Angel is trying to find the height of a radio antenna on the roof of a local building. He stands at a horizontal distance of 21 meters from the building. The angle of elevation from his eyes to the roof (point $A$ ) is $38^{\circ}$, and the angle of elevation from his eyes to the top of the antenna (point $B$ ) is $46^{\circ}$. If his eyes are 1.66 meters from the ground, find the height of the antenna (the distance from point $A$ to point $B$ ). Round your answer to the nearest tenth of a meter if necessary.

Step 1 ：Let \(h_A\) be the height of the building from the ground to point \(A\), and \(h_B\) be the height of the building from the ground to point \(B\).

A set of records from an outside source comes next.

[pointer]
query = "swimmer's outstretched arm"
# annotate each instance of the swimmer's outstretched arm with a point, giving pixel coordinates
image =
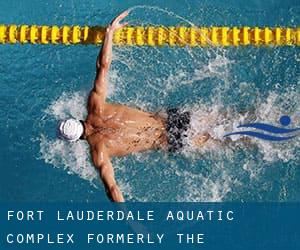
(103, 164)
(105, 56)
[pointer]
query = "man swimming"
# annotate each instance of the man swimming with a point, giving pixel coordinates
(117, 130)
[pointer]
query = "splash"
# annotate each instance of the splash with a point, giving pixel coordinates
(216, 86)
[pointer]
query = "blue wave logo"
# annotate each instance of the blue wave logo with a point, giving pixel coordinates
(279, 133)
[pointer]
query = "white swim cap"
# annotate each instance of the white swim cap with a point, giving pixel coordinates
(70, 130)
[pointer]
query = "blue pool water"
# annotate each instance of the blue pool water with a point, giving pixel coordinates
(42, 84)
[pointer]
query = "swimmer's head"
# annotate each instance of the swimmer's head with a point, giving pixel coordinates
(70, 130)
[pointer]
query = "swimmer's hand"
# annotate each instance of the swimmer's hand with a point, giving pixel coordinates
(115, 24)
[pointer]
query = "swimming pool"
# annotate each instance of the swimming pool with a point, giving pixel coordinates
(42, 84)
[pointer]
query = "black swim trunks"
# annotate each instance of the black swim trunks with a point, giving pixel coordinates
(177, 125)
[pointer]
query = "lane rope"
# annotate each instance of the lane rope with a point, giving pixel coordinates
(152, 35)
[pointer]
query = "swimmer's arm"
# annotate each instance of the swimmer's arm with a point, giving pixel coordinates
(105, 56)
(103, 164)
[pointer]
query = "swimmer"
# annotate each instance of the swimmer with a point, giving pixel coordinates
(114, 130)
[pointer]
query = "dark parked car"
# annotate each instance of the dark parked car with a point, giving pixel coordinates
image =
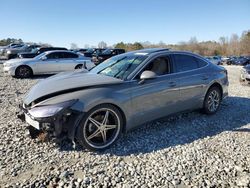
(245, 74)
(38, 51)
(93, 51)
(123, 92)
(81, 50)
(108, 53)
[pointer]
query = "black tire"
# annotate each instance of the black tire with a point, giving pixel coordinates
(79, 66)
(91, 136)
(23, 71)
(212, 100)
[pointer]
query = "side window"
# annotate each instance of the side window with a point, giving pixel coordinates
(55, 55)
(159, 65)
(201, 62)
(70, 55)
(184, 62)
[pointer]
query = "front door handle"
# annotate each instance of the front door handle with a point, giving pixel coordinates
(204, 77)
(172, 84)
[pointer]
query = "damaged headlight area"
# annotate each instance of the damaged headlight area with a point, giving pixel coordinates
(50, 110)
(53, 120)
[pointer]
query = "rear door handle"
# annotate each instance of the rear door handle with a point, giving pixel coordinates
(172, 84)
(204, 77)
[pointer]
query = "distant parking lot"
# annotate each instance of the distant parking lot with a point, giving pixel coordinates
(192, 149)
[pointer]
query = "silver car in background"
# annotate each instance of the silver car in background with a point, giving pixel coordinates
(50, 62)
(122, 93)
(245, 74)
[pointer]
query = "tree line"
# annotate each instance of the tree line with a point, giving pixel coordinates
(234, 45)
(225, 46)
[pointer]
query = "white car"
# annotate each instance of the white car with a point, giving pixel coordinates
(50, 62)
(214, 59)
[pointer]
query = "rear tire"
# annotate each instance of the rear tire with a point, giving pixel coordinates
(212, 100)
(97, 133)
(23, 72)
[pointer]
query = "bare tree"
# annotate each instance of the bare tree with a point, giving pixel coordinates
(73, 46)
(102, 44)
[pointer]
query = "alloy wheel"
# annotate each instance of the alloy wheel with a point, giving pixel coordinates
(23, 72)
(101, 128)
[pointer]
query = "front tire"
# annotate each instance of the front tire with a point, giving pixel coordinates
(100, 127)
(23, 72)
(212, 100)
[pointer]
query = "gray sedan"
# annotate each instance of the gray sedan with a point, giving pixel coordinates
(122, 93)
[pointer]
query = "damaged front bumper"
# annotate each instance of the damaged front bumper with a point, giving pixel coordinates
(62, 123)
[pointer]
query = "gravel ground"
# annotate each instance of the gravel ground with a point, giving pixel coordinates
(188, 150)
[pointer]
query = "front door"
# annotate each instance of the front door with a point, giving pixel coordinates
(158, 97)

We can use the tangent function to find \(h_A\) and \(h_B\):

Step 2 ：\[\tan(38^\circ) = \frac{h_A - 1.66}{21}\]

Step 3 ：\[\tan(46^\circ) = \frac{h_B - 1.66}{21}\]

Step 4 ：Solve these equations for \(h_A\) and \(h_B\):

Step 5 ：\[h_A \approx 18.07\]

Step 6 ：\[h_B \approx 23.41\]

Step 7 ：Find the height of the antenna by subtracting \(h_A\) from \(h_B\):

Step 8 ：\[\text{antenna height} = h_B - h_A \approx 5.34\]

Step 9 ：\[\boxed{\text{The height of the antenna is approximately 5.3 meters}}\]